“Lost it all yesterday, and more,” said the young man dispassionately. It was his métier to know everything about everybody, for which reason Mrs. Travis respected him.

“But perhaps he wasn’t playing his ‘system’ then,” she said.

“Why not?”

“Oh, I don’t think he would be,” a remark which was a fair specimen of her methods of discussion. She never believed what she did not want to, and rarely anything that she did not see with her own eyes.

“Figures are against you, y’ve only got one thing in your favour, don’t y’ know,” said the young man languidly; “you c’n leave off playin’ when y’ like, and the bank has to go on.” His voice ran into a whisper, and he tilted his hat till it sloped down the back of his neck.

Giles stood a little way from them, watching Jocelyn eagerly. He caught her looking at him two or three times with eyes that seemed to be asking a question—eyes that were full of trouble and uncertainty. He could not understand the change in her; recalling the friendly serenity of the parting look she had given him the day before, he wondered with a secret dismay. He went up to her and said—

“Will you come and look at the pony? You said you wanted to see it.”

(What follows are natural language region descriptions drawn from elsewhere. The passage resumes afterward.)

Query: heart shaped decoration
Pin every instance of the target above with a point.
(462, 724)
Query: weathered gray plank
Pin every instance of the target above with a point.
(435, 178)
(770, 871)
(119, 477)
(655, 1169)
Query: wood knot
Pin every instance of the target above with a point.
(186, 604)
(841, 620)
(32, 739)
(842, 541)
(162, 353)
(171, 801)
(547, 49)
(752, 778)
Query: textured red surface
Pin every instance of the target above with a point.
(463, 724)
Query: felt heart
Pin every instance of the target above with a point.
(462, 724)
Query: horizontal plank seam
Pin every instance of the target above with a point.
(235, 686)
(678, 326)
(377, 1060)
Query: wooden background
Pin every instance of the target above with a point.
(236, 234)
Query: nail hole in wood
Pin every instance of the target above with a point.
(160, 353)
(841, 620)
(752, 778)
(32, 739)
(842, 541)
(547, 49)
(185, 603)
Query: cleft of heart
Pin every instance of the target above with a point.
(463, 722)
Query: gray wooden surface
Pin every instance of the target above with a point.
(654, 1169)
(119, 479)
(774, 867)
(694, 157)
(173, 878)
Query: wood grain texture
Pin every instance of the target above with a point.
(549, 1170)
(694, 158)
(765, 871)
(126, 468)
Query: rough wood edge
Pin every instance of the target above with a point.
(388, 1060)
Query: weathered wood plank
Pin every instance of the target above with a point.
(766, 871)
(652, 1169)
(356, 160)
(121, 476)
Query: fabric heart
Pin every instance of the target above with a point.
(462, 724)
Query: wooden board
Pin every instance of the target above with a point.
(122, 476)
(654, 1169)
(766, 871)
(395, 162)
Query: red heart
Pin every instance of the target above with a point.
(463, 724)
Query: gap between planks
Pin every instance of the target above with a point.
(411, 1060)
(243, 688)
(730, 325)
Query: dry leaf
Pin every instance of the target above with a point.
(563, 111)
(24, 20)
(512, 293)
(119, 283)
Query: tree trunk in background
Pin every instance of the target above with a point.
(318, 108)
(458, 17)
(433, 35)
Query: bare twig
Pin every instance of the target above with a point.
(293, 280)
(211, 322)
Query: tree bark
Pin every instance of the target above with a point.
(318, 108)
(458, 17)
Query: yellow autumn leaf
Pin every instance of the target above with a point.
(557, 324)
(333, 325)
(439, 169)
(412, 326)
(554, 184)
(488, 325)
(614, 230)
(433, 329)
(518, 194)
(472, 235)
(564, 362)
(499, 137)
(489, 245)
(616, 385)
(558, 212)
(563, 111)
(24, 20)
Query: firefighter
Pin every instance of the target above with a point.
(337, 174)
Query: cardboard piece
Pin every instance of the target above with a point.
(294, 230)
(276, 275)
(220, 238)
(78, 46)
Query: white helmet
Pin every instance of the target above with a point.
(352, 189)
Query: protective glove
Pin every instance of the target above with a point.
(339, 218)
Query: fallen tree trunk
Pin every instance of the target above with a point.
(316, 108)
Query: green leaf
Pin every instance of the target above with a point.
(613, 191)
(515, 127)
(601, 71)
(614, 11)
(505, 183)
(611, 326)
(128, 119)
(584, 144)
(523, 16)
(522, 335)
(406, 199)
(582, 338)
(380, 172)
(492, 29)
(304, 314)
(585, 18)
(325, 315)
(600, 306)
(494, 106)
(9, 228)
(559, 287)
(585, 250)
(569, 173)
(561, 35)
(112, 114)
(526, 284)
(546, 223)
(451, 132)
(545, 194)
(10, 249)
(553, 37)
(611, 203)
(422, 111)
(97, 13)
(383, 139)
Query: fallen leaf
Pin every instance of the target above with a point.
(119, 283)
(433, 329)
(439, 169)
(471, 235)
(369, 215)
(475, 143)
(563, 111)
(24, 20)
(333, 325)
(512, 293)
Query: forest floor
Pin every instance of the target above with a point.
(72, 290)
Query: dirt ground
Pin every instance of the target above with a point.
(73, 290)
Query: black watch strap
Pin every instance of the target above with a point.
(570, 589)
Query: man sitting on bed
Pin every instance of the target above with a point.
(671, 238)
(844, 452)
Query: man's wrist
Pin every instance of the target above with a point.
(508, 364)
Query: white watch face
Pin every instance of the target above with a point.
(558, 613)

“Yes,” she answered indifferently, and walked away with him to the stables, leaving the young man caressing the slope of his moustache, and calculating into vacancy. On the way to the stables she hardly talked at all, only answering in monosyllables when he spoke to her; every now and then she would look at him stealthily, with that same expression of perplexity and fear. As she stood talking to the pony, with her arms round its neck, her cheek laid against its mane, and her eyes soft under their long lashes, Giles felt an uncontrollable rush of longing to be near her, to touch her, and share in the tenderness of her voice and her face. He came close, and laid his hand partly over hers upon the pony’s head. She drew it away quickly with a look of positive fright, and the colour rushed furiously into her face. He looked at her silently, and he could not keep the pain and hunger out of his eyes. She went on mechanically stroking the pony’s neck. At last he said, rather because his feelings fought for expression than that the words were those he wished to speak, “What’s the matter, Jocelyn? Why do you treat—?” She stamped her foot upon the straw of the stall, and without saying a word, went out of the stable. He stood there, biting his moustache, dumb with pain and dismay, and the pony thrust its wet nose against the pocket of his coat. He recovered himself a minute later, but she had gone to her room, and though he waited a long time, he did not see her again, and at last went away, half distracted with doubt and fear....

After that, his will made no further remonstrance. All that he thought of, day and night, was to be near her. Conventional morality ceased to be anything to him but a dim, murky shadow, falling at times across the path of his longing. He was face to face with two very grim realities, gaunt and shadowless, which hurt him, bit into his soul, absorbed his consciousness—his great unslaked thirst, and his dread of bringing her harm. He was unable to see issues clearly outlined under the pressure of the throbbing passion which possessed him. All that was highest in him was roused, all the self-sacrifice of which he was capable, all the desire to be of use, of protecting use, to some other human being; and by a grim irony it was aroused by that very implanted impulse in his sensuous fibre to be at one with that other, to be all in all to her, to rend the veil which divided her from him, body and soul. He thought of her reverently, as something sacred and unstained, yet he would have given ten years of his life to put his lips to hers. His will, undermined by years of easy drifting with the tide, made feeble attempts to grapple with the end; painfully achieved resolutions, painfully abandoned them, finally confessed dimly that he could neither give her up nor do anything to bring her harm.

So possessed, he made daily pilgrimage from the sunlit Italian villa into Mentone, and every day a rising tide of passion left him a step higher upon a thirsty beach of thankless indecision.